As director of the Spielberg Family Center for Applied Proteomics at Cedars-Sinai Medical Center in Los Angeles, he led multidisciplinary research on the development and use of proteomic technologies to guide individualized medical treatment. The center grew out of earlier clinical projects at Cedars-Sinai, where Agus served as an attending physician in oncology, which observed striking differences between the aggressiveness of prostate cancer in certain patients and their ability to respond to treatment.

In 2009, he joined the University of Southern California, where he is professor of medicine and biomedical engineering at the USC Keck School of Medicine and Viterbi School of Engineering. That year, he became founding director of the Center for Applied Molecular Medicine at USC.

Agus is the founding director and CEO of the Ellison Medical Institute, which researches preventive medicine and treatments for cancer.

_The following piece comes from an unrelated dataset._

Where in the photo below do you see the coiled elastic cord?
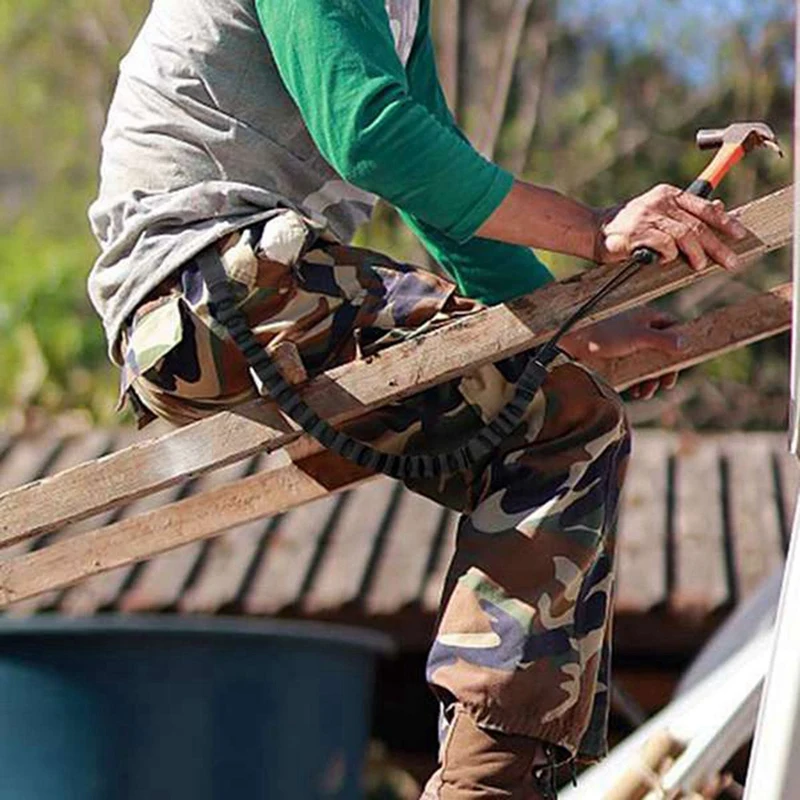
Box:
[196,245,655,479]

The institute was established in 2016 with a $200 million donation from Larry Ellison.

Agus's research has focused on the use of technology to model cancer and on new cancer treatments. He also maintains an oncology practice to apply his team's research discoveries to the patients under his care.

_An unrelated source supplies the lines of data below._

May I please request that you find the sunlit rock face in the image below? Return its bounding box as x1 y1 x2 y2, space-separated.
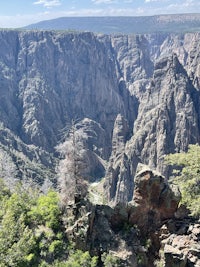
0 30 200 189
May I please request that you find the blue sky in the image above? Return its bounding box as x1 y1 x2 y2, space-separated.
0 0 200 28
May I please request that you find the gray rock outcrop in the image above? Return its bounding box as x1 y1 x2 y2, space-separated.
0 30 200 195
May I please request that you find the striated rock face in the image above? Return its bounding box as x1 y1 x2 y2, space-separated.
129 164 181 233
63 164 200 267
0 30 200 193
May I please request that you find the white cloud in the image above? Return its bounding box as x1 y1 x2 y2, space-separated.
92 0 116 4
145 0 167 3
33 0 61 8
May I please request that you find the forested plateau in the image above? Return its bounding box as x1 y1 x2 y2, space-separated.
0 29 200 267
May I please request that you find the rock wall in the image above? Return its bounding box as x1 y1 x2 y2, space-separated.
0 30 200 192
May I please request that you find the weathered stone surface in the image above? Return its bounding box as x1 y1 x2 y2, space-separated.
0 30 200 193
129 164 181 232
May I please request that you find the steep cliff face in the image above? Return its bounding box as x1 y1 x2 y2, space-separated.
0 30 200 194
105 34 199 205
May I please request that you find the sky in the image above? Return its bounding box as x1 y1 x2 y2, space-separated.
0 0 200 28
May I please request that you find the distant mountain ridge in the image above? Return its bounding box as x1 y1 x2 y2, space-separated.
24 14 200 34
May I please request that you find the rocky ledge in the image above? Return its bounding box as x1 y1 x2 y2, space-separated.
61 165 200 267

He has founded and co-founded several companies, including Oncology.com, Navigenics, a personalized medicine company, Applied Proteomics, co-founded with Danny Hillis, Sensei, a wellness and lifestyle company, and Sensei Agriculture were both co-founded with Larry Ellison.

=== Writing ===
Agus has written several books, including The End of Illness (2012), A Short Guide to a Long Life (2014), The Lucky Years: How to Thrive in the Brave New World of Health (2016), and The Book of Animal Secrets: Nature’s Lesson for a Long and Happy Life (2023).

====Plagiarism controversy====
On March 6, 2023, the Los Angeles Times reported that there was plagiarism in Agus's book The Book of Animal Secrets: Nature's Lessons for a Long and Happy Life, with the word choice in some instances found to be identical to that in existing sources. In response, Agus postponed the book's publication by Simon and Schuster, which was scheduled for the following day, until the sections could be rewritten.

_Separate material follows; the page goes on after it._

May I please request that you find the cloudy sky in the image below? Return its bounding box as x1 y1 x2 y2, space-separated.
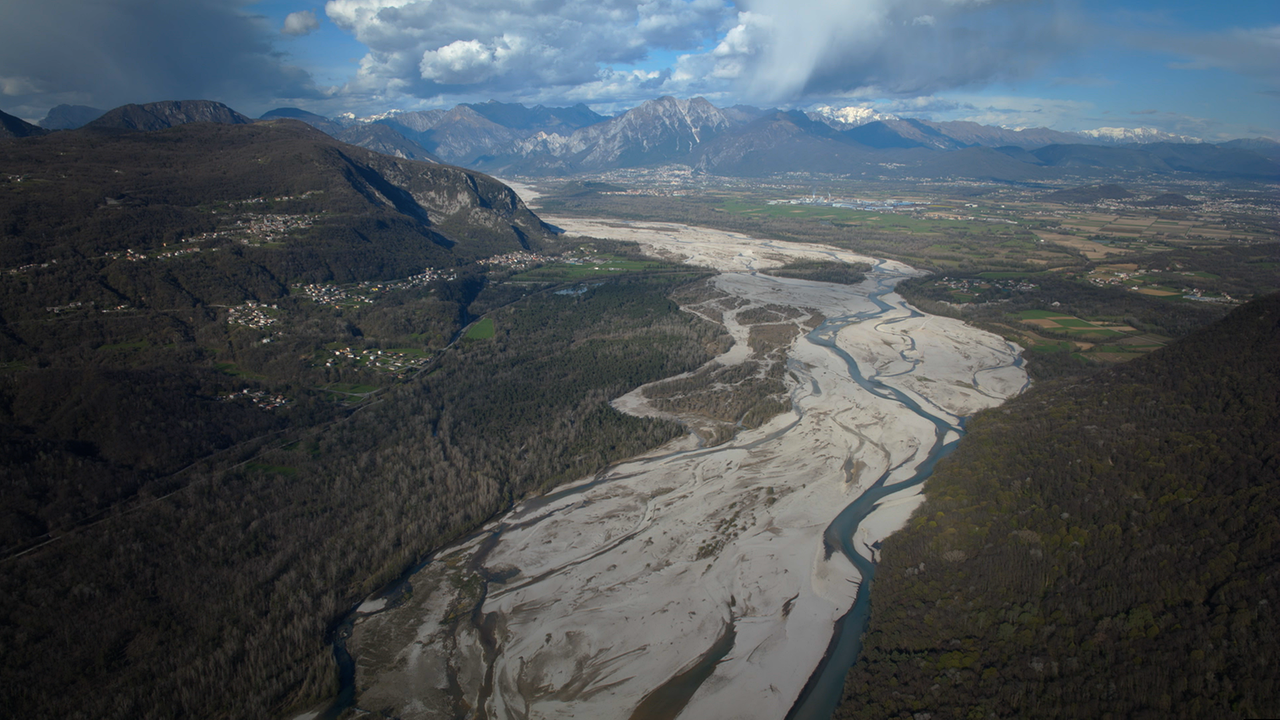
0 0 1280 140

On March 17, 2023, the Times further reported that Agus's first three books, The End of Illness, A Short Guide to a Long Life, and The Lucky Years: How to Thrive in the Brave New World of Health, contained material that was identical to passages from other books, articles in scientific journals, science blogs, online articles, and Wikipedia articles. Almost all of the copied paragraphs or passages did not attribute the original authors. Agus stated he was not aware of, nor had any involvement in, the passages that were supposedly plagiarised and noted the specific passages were written by his co-writer Kristin Loberg. Several other works that co-written by Loberg were found to have contained plagiarism, including David Perlmutter's Grain Brain (2013), which plagiarized The End of Illness. Loberg later issued a public apology taking "complete responsibility" for the oversight.

=== Television show ===
Agus hosted the Paramount+ television show The Checkup with Dr. David Agus, which was broadcast in December 2022. In the show, Agus discussed different medical issues with celebrity guests who have experience with those health concerns.

His book was adapted into a television special titled The End of Illness with Dr. David B. Agus which aired on PBS in 2012. In 2013, Agus became a contributor to CBS News.

== Personal life ==
Agus is married to actress Amy Joyce Povich, daughter of Maury Povich. They have two children.